Trede: Mit dem Klimawandel kommt das schon noch (lacht).
Geissbühler: Was man häufig vergisst, ist die Identität. Sie entsteht durch gelebte Werte. Je mehr wir die Grenzen öffnen und sich Völker vermischen, gehen diese verloren. Mir geht es nicht spezifisch um die Schweiz, sondern um alle Länder. Schauen Sie nur, wie patriotisch die Amerikaner, die Italiener oder die Franzosen sind.

Kann denn jemand, dessen Mutter aus dem Kongo stammt und hier geboren wurde, kein «richtiger» Schweizer sein?
Geissbühler: Doch, natürlich. Die Frage ist nur: Will man dieses Gefühl auch ausleben? Für gewisse Dinge braucht es heutzutage Mut. Ich persönlich beispiels
weise ziehe am 1. August meine Gotthelf-Tracht an. Das wird häufig belächelt, obwohl solche Werte meiner Meinung nach unbedingt weitergegeben müssen.

Was ziehen Sie am 1. August an, Frau Trede? Nichts Spezielles. Wir hängen zuhause vielleicht mal Lampions auf, feiern aber kaum im grossen Rahmen.

«Wir müssen die Reithalle-Chaoten endlich aus dem Verkehr ziehen.»

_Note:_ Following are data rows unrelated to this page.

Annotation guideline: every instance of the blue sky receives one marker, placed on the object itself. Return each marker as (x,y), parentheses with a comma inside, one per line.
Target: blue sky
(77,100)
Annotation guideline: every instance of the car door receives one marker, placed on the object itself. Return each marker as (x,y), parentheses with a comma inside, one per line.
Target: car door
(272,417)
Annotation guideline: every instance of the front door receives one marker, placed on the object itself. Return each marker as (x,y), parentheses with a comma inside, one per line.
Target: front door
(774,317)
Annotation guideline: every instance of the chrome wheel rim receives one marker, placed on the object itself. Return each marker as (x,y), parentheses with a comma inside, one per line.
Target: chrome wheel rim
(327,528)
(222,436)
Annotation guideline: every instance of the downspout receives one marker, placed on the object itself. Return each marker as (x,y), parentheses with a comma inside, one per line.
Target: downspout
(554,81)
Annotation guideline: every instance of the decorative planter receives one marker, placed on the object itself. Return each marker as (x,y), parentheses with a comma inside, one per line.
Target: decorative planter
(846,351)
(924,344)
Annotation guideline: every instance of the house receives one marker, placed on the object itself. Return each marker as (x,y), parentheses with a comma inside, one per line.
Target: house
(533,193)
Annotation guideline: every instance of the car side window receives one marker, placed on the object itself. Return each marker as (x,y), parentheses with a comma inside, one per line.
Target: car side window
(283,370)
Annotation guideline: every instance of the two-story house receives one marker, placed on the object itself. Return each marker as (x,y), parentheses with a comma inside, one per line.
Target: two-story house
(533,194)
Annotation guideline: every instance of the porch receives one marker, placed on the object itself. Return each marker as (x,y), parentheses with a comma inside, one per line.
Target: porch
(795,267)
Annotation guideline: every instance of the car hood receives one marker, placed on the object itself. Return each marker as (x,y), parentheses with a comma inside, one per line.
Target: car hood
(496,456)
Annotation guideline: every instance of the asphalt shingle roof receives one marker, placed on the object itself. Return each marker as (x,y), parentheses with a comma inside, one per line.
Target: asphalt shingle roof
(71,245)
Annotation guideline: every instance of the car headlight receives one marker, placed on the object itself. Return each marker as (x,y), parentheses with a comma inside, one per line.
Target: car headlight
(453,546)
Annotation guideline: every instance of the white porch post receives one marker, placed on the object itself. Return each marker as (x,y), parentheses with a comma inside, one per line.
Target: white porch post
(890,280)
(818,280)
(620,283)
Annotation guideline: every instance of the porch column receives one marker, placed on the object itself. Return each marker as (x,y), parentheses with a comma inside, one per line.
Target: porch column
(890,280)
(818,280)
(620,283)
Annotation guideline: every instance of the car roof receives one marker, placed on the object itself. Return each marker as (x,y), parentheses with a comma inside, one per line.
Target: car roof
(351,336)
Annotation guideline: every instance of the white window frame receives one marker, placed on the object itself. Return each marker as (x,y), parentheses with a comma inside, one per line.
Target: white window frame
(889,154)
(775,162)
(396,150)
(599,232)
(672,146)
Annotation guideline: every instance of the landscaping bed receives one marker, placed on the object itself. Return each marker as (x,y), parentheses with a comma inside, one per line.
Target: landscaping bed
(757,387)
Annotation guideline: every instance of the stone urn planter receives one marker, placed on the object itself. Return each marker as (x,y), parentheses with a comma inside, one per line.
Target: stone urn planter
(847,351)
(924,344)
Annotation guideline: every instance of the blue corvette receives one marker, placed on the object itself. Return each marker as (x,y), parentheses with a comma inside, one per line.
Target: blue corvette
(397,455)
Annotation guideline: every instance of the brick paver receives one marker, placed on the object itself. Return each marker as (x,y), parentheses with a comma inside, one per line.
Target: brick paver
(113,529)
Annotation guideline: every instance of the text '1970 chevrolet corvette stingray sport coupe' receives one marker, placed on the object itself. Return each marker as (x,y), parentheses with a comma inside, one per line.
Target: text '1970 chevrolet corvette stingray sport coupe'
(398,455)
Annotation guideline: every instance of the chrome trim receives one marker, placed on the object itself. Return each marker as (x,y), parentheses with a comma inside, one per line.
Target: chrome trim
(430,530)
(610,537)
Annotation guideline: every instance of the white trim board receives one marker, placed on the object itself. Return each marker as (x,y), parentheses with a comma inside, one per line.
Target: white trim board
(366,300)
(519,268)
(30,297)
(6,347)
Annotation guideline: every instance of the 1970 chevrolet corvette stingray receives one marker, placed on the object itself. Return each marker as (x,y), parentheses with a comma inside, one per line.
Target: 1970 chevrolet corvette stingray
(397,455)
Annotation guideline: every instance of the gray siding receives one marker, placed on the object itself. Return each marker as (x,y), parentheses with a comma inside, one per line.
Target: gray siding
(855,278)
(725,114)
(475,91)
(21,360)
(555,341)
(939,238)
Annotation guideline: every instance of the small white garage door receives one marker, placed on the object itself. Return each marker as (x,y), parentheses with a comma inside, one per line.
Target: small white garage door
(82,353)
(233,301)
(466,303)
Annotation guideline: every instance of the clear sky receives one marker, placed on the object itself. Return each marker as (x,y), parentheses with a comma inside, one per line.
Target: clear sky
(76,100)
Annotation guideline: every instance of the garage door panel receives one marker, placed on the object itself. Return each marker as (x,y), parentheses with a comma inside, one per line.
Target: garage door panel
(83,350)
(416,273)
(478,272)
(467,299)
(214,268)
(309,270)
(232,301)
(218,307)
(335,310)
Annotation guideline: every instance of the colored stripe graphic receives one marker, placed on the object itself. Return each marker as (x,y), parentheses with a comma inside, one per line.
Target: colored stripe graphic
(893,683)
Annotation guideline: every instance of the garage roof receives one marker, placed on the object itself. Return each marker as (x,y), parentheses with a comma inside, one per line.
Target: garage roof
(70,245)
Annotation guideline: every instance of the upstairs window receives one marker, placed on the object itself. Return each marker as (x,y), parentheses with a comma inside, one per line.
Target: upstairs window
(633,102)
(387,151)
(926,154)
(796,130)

Für Sie also kein aussergewöhnlicher Tag?
Trede: Besonders schon. Man sieht ja überall, dass 1. August ist. Kommt hinzu, dass ich noch dauernd Fragen beantworten muss, ob ich für ein Feuerwerksverbot bin. Und: Nein, das bin ich nicht! Aber wenn du, Andrea, sagst, es brauche Mut, deine Tracht oder ein T-Shirt mit dem Schweizerkreuz anzuziehen, finde ich das ebenfalls nicht cool. Jeder soll anziehen dürfen, was er will.

Ganz falsch liegt Andrea Geissbühler mit ihrer Feststellung aber nicht.
Geissbühler: Das Verbot von Edelweiss-Hemden in der Schule ist gar nicht so lange her!
Trede: Kleidervorschriften finde ich generell unnötig und dumm.

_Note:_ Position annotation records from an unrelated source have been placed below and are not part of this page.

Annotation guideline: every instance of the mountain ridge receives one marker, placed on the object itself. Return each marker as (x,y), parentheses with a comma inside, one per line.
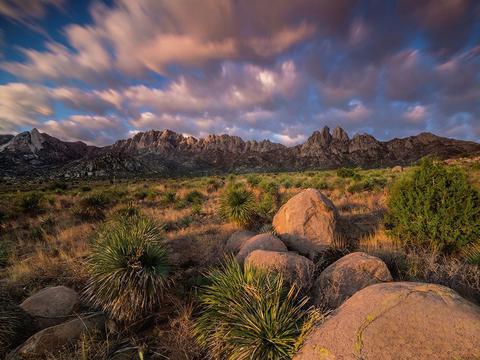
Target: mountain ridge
(165,152)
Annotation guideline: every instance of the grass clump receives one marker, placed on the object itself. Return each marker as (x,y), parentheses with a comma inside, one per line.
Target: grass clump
(434,207)
(31,202)
(15,325)
(129,267)
(237,204)
(92,207)
(247,313)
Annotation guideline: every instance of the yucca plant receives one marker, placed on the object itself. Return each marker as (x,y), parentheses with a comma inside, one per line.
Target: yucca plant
(92,207)
(247,313)
(15,325)
(238,205)
(129,268)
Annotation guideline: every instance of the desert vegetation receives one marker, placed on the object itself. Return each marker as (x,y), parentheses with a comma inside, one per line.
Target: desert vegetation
(152,255)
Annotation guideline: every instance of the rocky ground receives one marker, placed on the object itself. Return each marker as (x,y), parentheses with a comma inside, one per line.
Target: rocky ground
(378,301)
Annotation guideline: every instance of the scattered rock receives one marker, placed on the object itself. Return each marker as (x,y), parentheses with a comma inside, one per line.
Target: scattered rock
(54,338)
(236,240)
(348,275)
(294,267)
(51,305)
(307,222)
(264,241)
(407,321)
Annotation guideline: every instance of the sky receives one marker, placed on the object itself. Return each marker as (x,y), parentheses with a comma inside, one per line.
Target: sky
(99,71)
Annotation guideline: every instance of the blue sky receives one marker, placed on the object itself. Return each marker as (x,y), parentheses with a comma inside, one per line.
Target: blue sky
(98,71)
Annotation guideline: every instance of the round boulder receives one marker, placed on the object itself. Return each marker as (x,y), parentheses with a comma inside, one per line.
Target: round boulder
(49,305)
(401,320)
(307,222)
(348,275)
(294,267)
(236,240)
(260,242)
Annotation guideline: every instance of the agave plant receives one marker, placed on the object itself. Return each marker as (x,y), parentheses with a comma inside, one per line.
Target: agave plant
(129,267)
(238,205)
(15,325)
(247,313)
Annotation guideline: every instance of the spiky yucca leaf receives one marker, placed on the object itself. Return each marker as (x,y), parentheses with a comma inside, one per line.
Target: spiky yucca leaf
(129,269)
(238,205)
(247,313)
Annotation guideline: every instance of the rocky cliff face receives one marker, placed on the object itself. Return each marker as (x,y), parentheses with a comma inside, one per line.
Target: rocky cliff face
(166,152)
(33,153)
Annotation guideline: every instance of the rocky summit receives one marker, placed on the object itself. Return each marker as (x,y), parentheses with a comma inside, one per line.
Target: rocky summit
(166,152)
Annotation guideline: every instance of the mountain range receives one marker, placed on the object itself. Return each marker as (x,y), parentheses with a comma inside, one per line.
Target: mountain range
(158,153)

Wo liegen denn die drängendsten Probleme dieses Landes hinsichtlich des Nationalfeiertages?
Geissbühler: In meiner Rede, die ich in Habkern halte, geht es darum, jene Werte hochzuhalten, die uns als Schweiz schon immer stark gemacht haben. Probleme sehe ich bei der Übernahme von EU-Recht. Jeder neue Vertrag schränkt unsere Freiheit ein. EU-Beitritt, Rahmenabkommen … wir geben einen grossen Teil unserer Souveränität ab.

Trede: Der Grund, wieso ich Politik mache, war schon immer die Umwelt. Wir sehen es ja, schon wieder ein Hitzesommer: Berge brechen weg, die Landwirtschaft hat zu wenig Wasser … wem das Land am Herzen liegt, müsste sich um solche Dinge kümmern. Hier würden wir beide uns vielleicht sogar finden: Wir haben wahrscheinlich das gleiche Ziel, vielleicht ist allerdings der Weg ein anderer.

«Für mich ist die Reithalle kein dringendes Problem.»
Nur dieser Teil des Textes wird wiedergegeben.